Leo had promised answers. 'Next time, I will tell you everything.'
Well, it was "next time," and Elias had had enough of waiting. He was ready—reluctantly, begrudgingly, and certainly against his better judgment—to accept that the world might be a bit more unhinged than he had anticipated.
One problem.
How did you track down a guy who appeared out of nowhere, glowed like a human nightlight, and then vanished just as fast?
That nagging question followed Elias throughout his shift. The hospital's normal hum—beeping monitors, clipped voices over the intercom, and steady shuffle of nurses and doctors—felt faraway.
It was as if he was hearing it through static. Even scrubbing in for surgery, which normally cleared his mind, couldn't shake the impression that he was simply going through the motions.

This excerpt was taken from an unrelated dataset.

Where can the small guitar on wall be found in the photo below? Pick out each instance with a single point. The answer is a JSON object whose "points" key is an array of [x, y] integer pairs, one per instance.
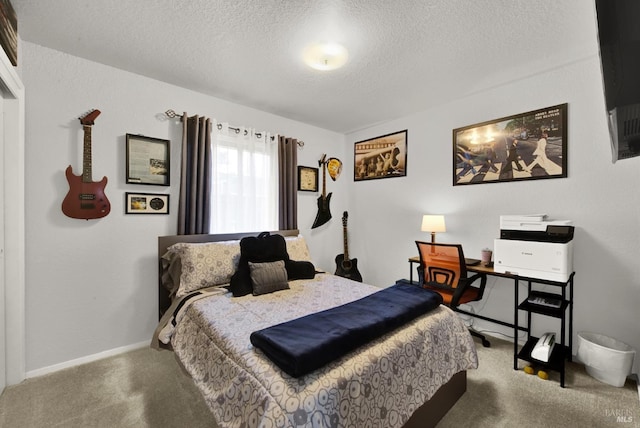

By the time he stepped outside into the dusky evening air, he had already made up his mind.
If I were a cryptic, glowing mystery man with a penchant for dramatic exits, where would I be?
There was only one place to start. The park where he last saw him.
It was a longshot. A very long shot. The kind of strategy that would be appropriate for a low-budget detective show, right before the protagonist spent an hour waiting on a park bench for nothing to happen.
Still. It was the only lead he had.
And if Leo did show up?
Well, Elias had some questions. And this time, he wasn't going to let the guy get away without some darn decent answers.